SDana FerrantirTulane University

Abstract:

Dana





October 2

The Mathematics of Music

Nathan BedellTulane University

Abstract:

In this talk, I'll explain some of mathematical aspects of music theory. In particular, we will focus on the questions: "Why do we use the 12 notes per octave that we see today on a modern piano keyboard, and not some other collection?" and "Why does most of that music limit itself to certain 5 note (pentatonic) and 7 note (diatonic) subsets of that collection?" respectively. 
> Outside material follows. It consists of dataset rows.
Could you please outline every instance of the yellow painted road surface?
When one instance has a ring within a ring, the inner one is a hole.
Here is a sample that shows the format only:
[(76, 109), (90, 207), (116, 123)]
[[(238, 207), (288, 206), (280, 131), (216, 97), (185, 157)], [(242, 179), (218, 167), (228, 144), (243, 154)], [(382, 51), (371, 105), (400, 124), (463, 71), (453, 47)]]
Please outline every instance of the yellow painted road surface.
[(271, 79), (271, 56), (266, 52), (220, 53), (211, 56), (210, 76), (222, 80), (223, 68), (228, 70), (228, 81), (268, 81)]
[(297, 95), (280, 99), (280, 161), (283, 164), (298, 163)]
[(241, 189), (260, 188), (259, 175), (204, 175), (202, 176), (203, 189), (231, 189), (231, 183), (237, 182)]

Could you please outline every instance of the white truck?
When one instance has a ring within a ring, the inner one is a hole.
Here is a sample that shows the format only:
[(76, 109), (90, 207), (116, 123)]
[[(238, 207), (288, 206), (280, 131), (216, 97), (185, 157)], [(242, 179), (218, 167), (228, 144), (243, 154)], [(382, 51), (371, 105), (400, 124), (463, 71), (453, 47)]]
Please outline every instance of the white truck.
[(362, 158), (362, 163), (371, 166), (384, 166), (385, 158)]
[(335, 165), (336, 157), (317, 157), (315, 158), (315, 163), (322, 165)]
Our story starts with the history of tuning in the west -- from Pythagorean and meantone temperaments -- including the extended meantone tunings of the Renaissance era, to our modern system of 12 tone equal temperament, some of the various non-western systems of tuning, and finally, to the experimental temperaments that musicians in the "xenharmonic" community have used in recent years to expand the possibilities of our sonic pallet -- all of which will be illustrated with musical examples.




October 9

Extensions of set partitions

Diego VillamizarTulane University

Abstract:

 

In this talk we will show arithmetical and combinatorial properties of set partitions that have restrictions in the size of their blocks. This was a joint work with Jhon Caicedo, Victor Moll and Jose Ramirez.




October 16

Fractional Brownian Motion: Extensions & Estimation in 1-d, n-d and Beyond

Cooper BonieceTulane University

Abstract:

 

Fractional Brownian motion (fBm), whose origins date back to Kolmogorov, is one of the most celebrated models of scale invariance, and has been used in a wide variety of modeling contexts ranging from hydrology to economics.  In this talk, I will discuss some background related to scale invariance and fBm, introduce two extensions of fBm: tempered fractional Brownian motion (tfBm), and operator fractional Brownian motion (ofBm), and discuss some recent work related to wavelet-based estimation of tfBm (joint work with G. Didier, F. Sabzikar), as well as some preliminary results regarding estimation ofBm in a high-dimensional setting.






October 23

Halloween Colloquium: The Unabomber

Hayden HouserTulane University

Abstract:

 

A brief look into the dark side of mathematics. How did a prominent mathematician devolve into one of the country's most notorious criminals?

 


October 30

Normality of Monomial Ideals

Thai NguyenTulane University

Abstract:

In this talk, I will give an introduction to the concepts of integral closure and normality of rings and ideals and explain why I care about them. Focusing on monomial ideals, I will talk about some approaches to tackle the problem of determining the normality of a monomial ideal provided that some of its ordinary powers are integrally closed. It turns out that there is a surprisingly interesting connection between them and some important objects and problems in convex geometry, graph theory and integer programming.


November 6

Topic: GRAPHS AS REDUCED MODELS FOR DISCRETE FRACTURE NETWORKS

Jaime LopezTulane University

Abstract:

 

Discrete fracture networks (DFNs) can be modeled with computationally expensive numerical schemes. We present the formulation of using a graph as a reduced model for a DFN and pose the inversion problem central to this research. We solve the corresponding equations on the graph representation to obtain breakthrough curves, which closely match those created by the high fidelity model. Our solution finds lumped parameters representing the fracture properties, and is used to reduce the computational time required for particle transport calculations. We present examples of creating these reduced models for DFNs with 500 fractures to illustrate the methodology and optimization scheme used to obtain an improved result over a previous formulation.


November 13

Chudnovsky's Conjecture and Waldschmidt Constant

Sankhaneel BisuiTulane University

Abstract:

A well-studied question in algebraic geometry is :

Given a finite set of points in a projective space, what is the minimal degree of a hypersurface that will pass through the points with a given multiplicity?  To answer this question Chudnovsky gave a Conjecture using the multiplicity. We are going to see the basic facts of the Conjecture. In this aspect, Waldschmidt constant plays an important role. We will see the general version of the conjecture. Waldschmidt constant has some important connection with LPP. So, if time allows we are going to see some.